Stimulation of intracellular signaling pathways that activate phosphoinositide 3-kinase is known to promote the phosphorylation and subsequent activation of the serine/threonine kinase, Akt (protein kinase B), which contributes to the regulation of multiple cellular processes that function in cell survival (Kennedy et al., 1999; Rokudai et al., 2000). Bilirubin is known to inhibit protein phosphorylation catalyzed by a number of protein kinases, including protein kinase C (Sano et al., 1985; Amit and Boneh, 1993; Churn et al., 1995; Hansen et al., 1996, 1997; Hansen and Allen, 1997). Akt has a catalytic domain closely related to cAMP-dependent protein kinase and protein kinase C (Konishi et al., 1999), and our initial tests indicated inhibition of Akt phosphorylation by bilirubin. After treatment, phospho-Akt content was suppressed in a concentration-dependent manner by bilirubin at 6 h with no significant change in total Akt content in WT or C12 cells (data not shown). It is presently unclear whether bilirubin, a lipid soluble product, reached high enough concentrations within the cells to directly inhibit Akt activation. This will be at least partially dependent on whether bilirubin accumulation from extracellular sources is required and on the activity of clearance enzymes, such as of UDP-glucuronosyltransferases. However, initial observations suggest that the bilirubin-mediated apoptotic response might involve suppression of protein phosphorylation affecting key survival signals such as Akt activation.

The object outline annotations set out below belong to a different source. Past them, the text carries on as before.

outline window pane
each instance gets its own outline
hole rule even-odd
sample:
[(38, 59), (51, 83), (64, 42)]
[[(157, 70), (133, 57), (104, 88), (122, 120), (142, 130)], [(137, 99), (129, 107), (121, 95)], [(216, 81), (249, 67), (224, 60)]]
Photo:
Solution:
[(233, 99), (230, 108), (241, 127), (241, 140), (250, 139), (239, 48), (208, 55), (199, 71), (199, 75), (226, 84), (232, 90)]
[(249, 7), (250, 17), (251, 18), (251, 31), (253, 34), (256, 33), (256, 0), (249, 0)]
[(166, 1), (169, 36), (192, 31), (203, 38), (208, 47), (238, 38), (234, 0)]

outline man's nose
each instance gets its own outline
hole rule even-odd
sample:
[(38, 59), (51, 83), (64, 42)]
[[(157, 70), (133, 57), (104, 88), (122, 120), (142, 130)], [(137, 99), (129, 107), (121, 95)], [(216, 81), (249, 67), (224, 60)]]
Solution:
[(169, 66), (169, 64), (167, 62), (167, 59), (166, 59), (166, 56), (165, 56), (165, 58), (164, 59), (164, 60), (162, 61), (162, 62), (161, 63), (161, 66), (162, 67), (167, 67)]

In the present study, we report three significant observations. First, bilirubin induces an apoptotic response in murine hepatoma 1c1c7 cells; second, bilirubin generates intracellular ROS at moderate to high doses in these cells; and third, AHR has a role in the bilirubin-mediated response in WT cells. Our proposed mechanism of bilirubin-induced apoptosis in Hepa 1c1c7 cells is partially mediated by the AHR. However a more general pro-oxidant effect occurs at higher concentrations of bilirubin resulting in effects such as generation of ROS, disruption of lipid membranes and inhibition protein phosphorylation reactions, such as Akt, that cause apoptosis in C4 and C12 cells.